Rais Bhuiyan could have chosen to be angry, instead his faith led him to forgive.

Born in Bangladesh, Rais Bhuiyan had always dreamed of moving to the United States. “As a child, my impression about the USA was [that] it's a great country, a beautiful country. I remember watching a lot of Western movies. … It was a dream that one day I should visit the wild, wild West and see all those things.”

Bhuiyan moved to Dallas, Texas, in May of 2001, three months before the 9/11 terrorist attacks. Ten days after 9/11, a white supremacist named Mark Stroman came into the gas station where Bhuiyan was working behind the counter, pointed a double barreled shotgun at his face, and pulled the trigger. “I felt at first like a million bees stinging my face. … And I was begging God, do not take me today.” Although Bhuiyan had been shot in the head at point blank range, he survived the attack.
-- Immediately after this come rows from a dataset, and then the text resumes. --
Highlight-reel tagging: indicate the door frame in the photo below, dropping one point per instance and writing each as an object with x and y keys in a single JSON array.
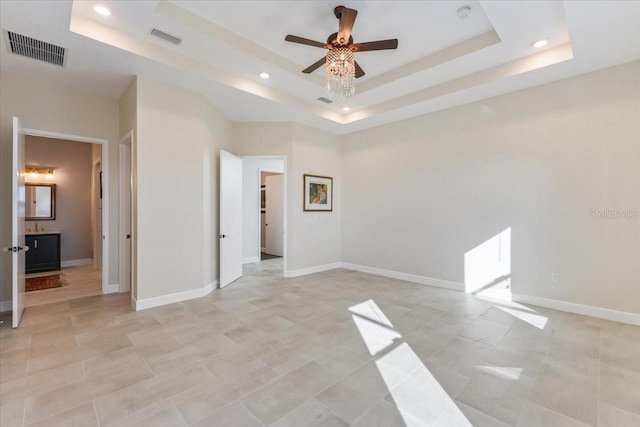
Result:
[
  {"x": 285, "y": 202},
  {"x": 284, "y": 194},
  {"x": 96, "y": 205},
  {"x": 106, "y": 289},
  {"x": 126, "y": 189}
]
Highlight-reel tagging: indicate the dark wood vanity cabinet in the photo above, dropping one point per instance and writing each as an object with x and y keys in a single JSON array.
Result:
[{"x": 43, "y": 253}]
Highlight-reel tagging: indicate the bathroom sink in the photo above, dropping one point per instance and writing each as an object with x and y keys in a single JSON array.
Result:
[{"x": 43, "y": 232}]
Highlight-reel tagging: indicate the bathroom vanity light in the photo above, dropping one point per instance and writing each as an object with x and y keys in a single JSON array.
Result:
[{"x": 39, "y": 170}]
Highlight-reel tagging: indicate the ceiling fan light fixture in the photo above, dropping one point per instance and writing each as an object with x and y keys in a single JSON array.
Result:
[
  {"x": 540, "y": 43},
  {"x": 341, "y": 72}
]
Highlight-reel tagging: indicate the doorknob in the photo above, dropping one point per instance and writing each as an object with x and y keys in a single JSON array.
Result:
[{"x": 12, "y": 249}]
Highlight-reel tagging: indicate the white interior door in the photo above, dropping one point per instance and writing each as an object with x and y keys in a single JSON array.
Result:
[
  {"x": 125, "y": 216},
  {"x": 230, "y": 232},
  {"x": 274, "y": 188},
  {"x": 97, "y": 215},
  {"x": 17, "y": 223}
]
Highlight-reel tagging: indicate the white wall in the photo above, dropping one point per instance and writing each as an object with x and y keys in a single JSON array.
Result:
[
  {"x": 177, "y": 166},
  {"x": 72, "y": 176},
  {"x": 316, "y": 234},
  {"x": 251, "y": 203},
  {"x": 43, "y": 106},
  {"x": 420, "y": 194}
]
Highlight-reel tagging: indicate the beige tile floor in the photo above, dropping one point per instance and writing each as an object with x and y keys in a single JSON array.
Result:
[
  {"x": 79, "y": 282},
  {"x": 331, "y": 349}
]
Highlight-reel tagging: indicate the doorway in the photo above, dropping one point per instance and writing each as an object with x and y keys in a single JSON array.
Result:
[
  {"x": 249, "y": 189},
  {"x": 77, "y": 167},
  {"x": 271, "y": 215},
  {"x": 125, "y": 238}
]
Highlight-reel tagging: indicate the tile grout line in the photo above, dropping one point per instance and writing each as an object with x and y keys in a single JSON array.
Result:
[{"x": 252, "y": 414}]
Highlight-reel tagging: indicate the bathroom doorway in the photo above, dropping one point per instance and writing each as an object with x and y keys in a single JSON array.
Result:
[{"x": 73, "y": 239}]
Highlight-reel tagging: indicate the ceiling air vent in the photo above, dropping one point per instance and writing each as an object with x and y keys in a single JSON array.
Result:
[
  {"x": 164, "y": 36},
  {"x": 36, "y": 49}
]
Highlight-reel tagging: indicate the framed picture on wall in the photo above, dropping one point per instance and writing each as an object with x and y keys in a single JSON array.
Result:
[{"x": 318, "y": 193}]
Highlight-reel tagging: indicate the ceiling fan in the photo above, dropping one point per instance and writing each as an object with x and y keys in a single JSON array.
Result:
[{"x": 343, "y": 39}]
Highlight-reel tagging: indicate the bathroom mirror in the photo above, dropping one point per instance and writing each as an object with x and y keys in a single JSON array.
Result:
[{"x": 40, "y": 202}]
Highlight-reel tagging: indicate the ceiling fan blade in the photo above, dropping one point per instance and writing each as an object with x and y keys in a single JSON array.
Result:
[
  {"x": 302, "y": 40},
  {"x": 315, "y": 66},
  {"x": 347, "y": 19},
  {"x": 359, "y": 71},
  {"x": 377, "y": 45}
]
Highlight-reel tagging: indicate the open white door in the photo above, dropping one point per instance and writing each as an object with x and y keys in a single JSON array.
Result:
[
  {"x": 126, "y": 192},
  {"x": 274, "y": 188},
  {"x": 230, "y": 218},
  {"x": 17, "y": 223}
]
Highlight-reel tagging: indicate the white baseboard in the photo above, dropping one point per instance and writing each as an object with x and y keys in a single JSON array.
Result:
[
  {"x": 76, "y": 262},
  {"x": 587, "y": 310},
  {"x": 113, "y": 288},
  {"x": 142, "y": 304},
  {"x": 311, "y": 270},
  {"x": 422, "y": 280},
  {"x": 5, "y": 306}
]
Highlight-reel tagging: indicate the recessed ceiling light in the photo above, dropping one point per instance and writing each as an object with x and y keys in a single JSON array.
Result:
[
  {"x": 102, "y": 10},
  {"x": 540, "y": 43}
]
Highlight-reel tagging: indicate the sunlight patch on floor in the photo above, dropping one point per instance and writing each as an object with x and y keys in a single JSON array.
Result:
[{"x": 416, "y": 393}]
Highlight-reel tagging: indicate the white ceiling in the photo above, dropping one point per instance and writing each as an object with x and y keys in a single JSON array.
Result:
[{"x": 442, "y": 61}]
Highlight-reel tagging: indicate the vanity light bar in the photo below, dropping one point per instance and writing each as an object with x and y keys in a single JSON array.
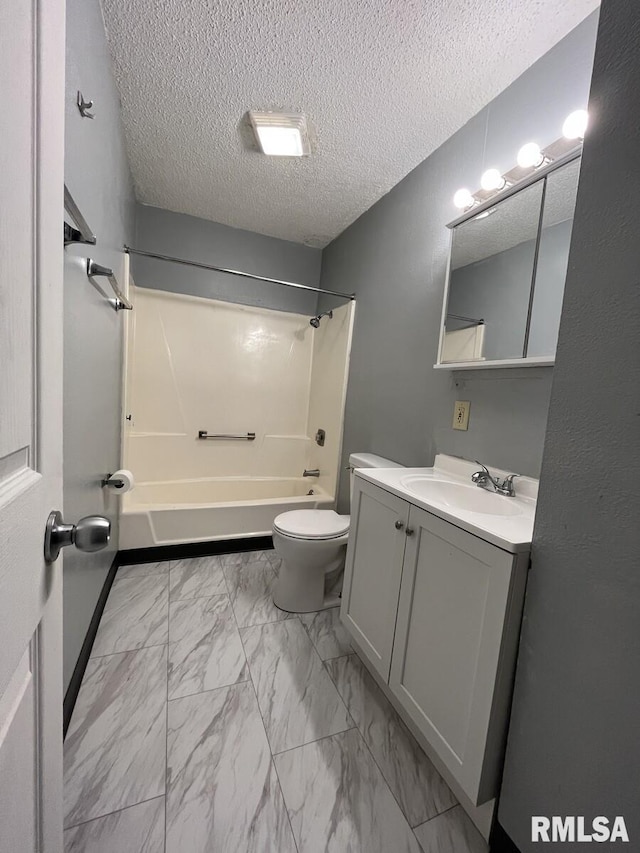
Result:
[{"x": 530, "y": 158}]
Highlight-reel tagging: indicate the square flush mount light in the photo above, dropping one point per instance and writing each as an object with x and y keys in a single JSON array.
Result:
[{"x": 281, "y": 134}]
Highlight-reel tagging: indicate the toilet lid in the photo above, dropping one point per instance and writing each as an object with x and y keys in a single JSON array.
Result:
[{"x": 312, "y": 524}]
After going on Hajj, the Muslim pilgrimage to Mecca, with his mother in 2009, Bhuiyan was reminded of a teaching of Islam: “In my faith, in Islam, it says that saving a life is like saving the entire mankind.” Then Bhuiyan did something almost unimaginable. As Mark Stroman sat on death row, Bhuiyan worked night and day to fight for his clemency, and the two of them — the attacker and the victim — became friends. Bhuiyan now serves as founder and president of a nonprofit, “World Without Hate.”

“[World Without Hate educates] people about the transformation of power of mercy and forgiveness, based on the hope that we can build a better world. A world without violence, a world without victims, and a world without hate.”